7. Le chemin de recherche des modules et les différences entre 5.1 et 7
PowerShell recherche les modules dans les dossiers énumérés par $env:PSModulePath. Les chemins par défaut diffèrent entre Windows PowerShell 5.1 et PowerShell 7.7
| Édition | Chemin par défaut du périmètre utilisateur |
|---|---|
| Windows PowerShell 5.1 | %USERPROFILE%\Documents\WindowsPowerShell\Modules |
| PowerShell 7 | %USERPROFILE%\Documents\PowerShell\Modules |
Pour un module destiné aux deux éditions, déclarez Desktop et Core dans CompatiblePSEditions, et testez dans les deux environnements avant de distribuer. La règle PSUseCompatibleSyntax de PSScriptAnalyzer est utile pour vérifier la compatibilité (voir « Préserver la qualité des scripts PowerShell avec PSScriptAnalyzer »).
En cas de problème, vérifiez les trois points suivants.
$env:PSModulePath -split ';' # Chemins de recherche
Get-Module -Name KsOps -ListAvailable # Est-il trouvé, et quelle version ?
(Get-Module KsOps -ListAvailable).ModuleBase # Emplacement réellement chargé
8. Signature et stratégie d’exécution
Il existe deux mécanismes de signature ayant des objectifs différents, et les confondre mène à la situation « signé, mais impossible à exécuter ».8
| Mécanisme | Ce qu’il garantit | Satisfait-il la stratégie d’exécution AllSigned ? |
|---|---|---|
Signature Authenticode (Set-AuthenticodeSignature) |
L’éditeur et l’intégrité de chaque fichier de script individuel | Oui (chaque fichier doit être signé) |
Signature de catalogue (New-FileCatalog + signature) |
L’intégrité de l’ensemble du module (le paquet) | Non |
La stratégie d’exécution vérifie la signature Authenticode du fichier .ps1 / .psm1 que l’on cherche à charger, et de lui seul. Même en signant le fichier de catalogue (.cat), les fichiers de script qu’il contient restent non signés, si bien que l’exécution est bloquée dans un environnement AllSigned. Par conséquent, si vous exploitez AllSigned, il est indispensable de signer chaque fichier exécuté.
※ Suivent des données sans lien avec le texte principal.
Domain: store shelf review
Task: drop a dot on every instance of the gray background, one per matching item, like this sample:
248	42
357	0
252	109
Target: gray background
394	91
# (1) Obligatoire en environnement AllSigned : signer chaque fichier exécuté avec Authenticode
Get-ChildItem .\KsOps -Recurse -Include *.ps1, *.psm1, *.psd1 | ForEach-Object {
Set-AuthenticodeSignature -FilePath $_.FullName -Certificate $cert `
-TimestampServer 'http://timestamp.digicert.com'
}
# (2) De plus, combiner avec un catalogue pour détecter toute altération de l'ensemble du paquet
New-FileCatalog -Path .\KsOps -CatalogFilePath .\KsOps\KsOps.cat -CatalogVersion 2
Set-AuthenticodeSignature -FilePath .\KsOps\KsOps.cat -Certificate $cert `
-TimestampServer 'http://timestamp.digicert.com'
# Vérification côté utilisateur (indépendamment de la stratégie d'exécution, confirmer que le paquet distribué n'est pas altéré)
Test-FileCatalog -Path .\KsOps -CatalogFilePath .\KsOps\KsOps.cat -Detailed
La valeur du catalogue réside dans sa capacité à vérifier que « l’ensemble du module récupéré est identique à celui qui a été distribué » ; PSResourceGet propose d’ailleurs de son côté -AuthenticodeCheck pour vérifier signature et catalogue.6 Comprenez bien la répartition des rôles : la signature Authenticode conditionne l’exécution, le catalogue garantit l’intégrité du paquet distribué.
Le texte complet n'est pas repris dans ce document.